The 2012 edition of our annual technological fest, held during the extravaganza that is Kshitij, was a resounding success, with several hundreds of teams from across the country and beyond, turning up to tackle our challenging and innovative problem statements. As is our tradition, there were manual, autonomous and image processing events to test all the fundamental abilities needed for designing and operating robots. From the 27th to the 30th of January, the area around the TRS laboratory, which served as the site of the events, was filled to the brim with enthusiastic students working to tune and perfect their creations. And the six events lived up to the expectations.
Vertigo had the participants grappling with the first problem statement of its kind, involving the traversal of zip-lines by robots while dropping objects in targets. Inferno required teams to build a fire-fighting robot which could rescue objects and douse fires.

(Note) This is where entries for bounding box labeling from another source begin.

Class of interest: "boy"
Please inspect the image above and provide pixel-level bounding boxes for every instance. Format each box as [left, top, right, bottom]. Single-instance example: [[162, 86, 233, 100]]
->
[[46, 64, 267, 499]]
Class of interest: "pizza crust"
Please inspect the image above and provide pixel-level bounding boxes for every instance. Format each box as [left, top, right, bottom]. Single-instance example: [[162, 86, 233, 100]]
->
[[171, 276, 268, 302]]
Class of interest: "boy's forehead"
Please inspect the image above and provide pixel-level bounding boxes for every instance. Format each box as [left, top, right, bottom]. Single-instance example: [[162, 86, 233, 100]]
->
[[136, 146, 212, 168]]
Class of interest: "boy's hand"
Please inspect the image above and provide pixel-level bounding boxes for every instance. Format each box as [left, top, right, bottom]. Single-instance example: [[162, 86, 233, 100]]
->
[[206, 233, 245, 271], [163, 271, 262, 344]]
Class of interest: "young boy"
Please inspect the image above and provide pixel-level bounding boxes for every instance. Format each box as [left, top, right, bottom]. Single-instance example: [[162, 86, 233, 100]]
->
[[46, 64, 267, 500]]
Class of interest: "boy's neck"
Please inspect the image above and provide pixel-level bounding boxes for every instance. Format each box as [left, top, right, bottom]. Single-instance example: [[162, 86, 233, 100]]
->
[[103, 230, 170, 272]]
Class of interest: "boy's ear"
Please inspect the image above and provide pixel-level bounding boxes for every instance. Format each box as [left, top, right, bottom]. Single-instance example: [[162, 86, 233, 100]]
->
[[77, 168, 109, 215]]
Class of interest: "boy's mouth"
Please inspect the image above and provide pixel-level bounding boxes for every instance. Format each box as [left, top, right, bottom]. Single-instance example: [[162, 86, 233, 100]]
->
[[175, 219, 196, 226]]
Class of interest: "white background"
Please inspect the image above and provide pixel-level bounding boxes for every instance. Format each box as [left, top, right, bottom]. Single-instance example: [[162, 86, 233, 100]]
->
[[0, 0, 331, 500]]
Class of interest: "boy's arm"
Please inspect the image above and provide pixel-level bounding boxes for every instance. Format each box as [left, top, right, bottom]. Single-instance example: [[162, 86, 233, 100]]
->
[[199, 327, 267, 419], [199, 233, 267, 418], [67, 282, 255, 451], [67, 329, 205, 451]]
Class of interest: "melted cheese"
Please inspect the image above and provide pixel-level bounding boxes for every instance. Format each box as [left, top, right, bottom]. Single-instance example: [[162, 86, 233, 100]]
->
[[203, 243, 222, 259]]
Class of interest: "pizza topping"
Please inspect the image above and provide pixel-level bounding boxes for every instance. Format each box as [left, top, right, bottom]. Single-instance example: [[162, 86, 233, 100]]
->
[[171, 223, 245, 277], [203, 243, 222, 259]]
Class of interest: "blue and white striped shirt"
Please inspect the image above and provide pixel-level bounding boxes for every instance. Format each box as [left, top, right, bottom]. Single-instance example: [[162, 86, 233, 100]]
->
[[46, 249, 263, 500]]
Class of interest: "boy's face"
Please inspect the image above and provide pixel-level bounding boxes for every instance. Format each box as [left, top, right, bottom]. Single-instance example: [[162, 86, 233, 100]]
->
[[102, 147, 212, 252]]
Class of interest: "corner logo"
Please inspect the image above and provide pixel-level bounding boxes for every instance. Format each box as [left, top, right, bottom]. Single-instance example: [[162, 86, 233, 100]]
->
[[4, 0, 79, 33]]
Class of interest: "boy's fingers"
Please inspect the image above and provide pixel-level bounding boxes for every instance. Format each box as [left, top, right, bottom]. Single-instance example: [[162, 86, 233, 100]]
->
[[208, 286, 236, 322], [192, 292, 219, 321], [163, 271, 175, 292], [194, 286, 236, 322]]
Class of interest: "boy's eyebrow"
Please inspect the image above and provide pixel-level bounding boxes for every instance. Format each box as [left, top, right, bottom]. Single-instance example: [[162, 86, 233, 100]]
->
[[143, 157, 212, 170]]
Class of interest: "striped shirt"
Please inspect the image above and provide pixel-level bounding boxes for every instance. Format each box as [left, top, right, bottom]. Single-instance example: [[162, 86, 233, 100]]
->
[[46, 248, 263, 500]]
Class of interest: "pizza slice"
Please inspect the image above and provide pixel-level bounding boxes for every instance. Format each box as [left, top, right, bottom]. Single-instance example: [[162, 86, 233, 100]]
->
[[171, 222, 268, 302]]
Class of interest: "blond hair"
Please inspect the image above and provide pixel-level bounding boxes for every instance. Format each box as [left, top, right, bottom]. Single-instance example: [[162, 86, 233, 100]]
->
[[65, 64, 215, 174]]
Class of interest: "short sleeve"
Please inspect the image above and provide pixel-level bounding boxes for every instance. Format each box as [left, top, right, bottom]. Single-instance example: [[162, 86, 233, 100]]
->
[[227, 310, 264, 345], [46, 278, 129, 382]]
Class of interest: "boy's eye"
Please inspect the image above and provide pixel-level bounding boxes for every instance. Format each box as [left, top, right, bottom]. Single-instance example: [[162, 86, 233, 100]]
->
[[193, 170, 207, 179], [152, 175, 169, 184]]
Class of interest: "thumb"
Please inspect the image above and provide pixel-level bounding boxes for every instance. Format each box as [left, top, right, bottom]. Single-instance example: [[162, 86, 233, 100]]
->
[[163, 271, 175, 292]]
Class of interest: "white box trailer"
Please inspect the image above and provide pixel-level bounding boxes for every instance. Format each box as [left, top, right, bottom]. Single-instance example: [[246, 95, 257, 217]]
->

Stasis was the ultimate test of balance and precision as robots tried to move over all kinds of terrain while conserving as much water in a container as possible. Stalker involved two fully autonomous robots communicating with each other so that one could replicate the path of the other, on different surfaces. Nuke-Clear required the designing of a robot which could detect bombs, plan a route to them from an overhead camera, and defuse the bombs by pressing a button, all through image processing. And the online coding event, Echelon, required an adept use of Natural Language Processing (NLP), a very important concept in artificial intelligence, to determine authorship of certain lines in a chat log.
All in all, the 4 days of ROBOTIX 2012, which was the culmination of a year-long effort on the part of the people of Technology Robotix Society, was a truly memorable and enriching experience. And it has re-affirmed the resolve of Team Robotix to continue striving towards providing the best possible platform for students across India to explore the wonderful and intricate world of robotics.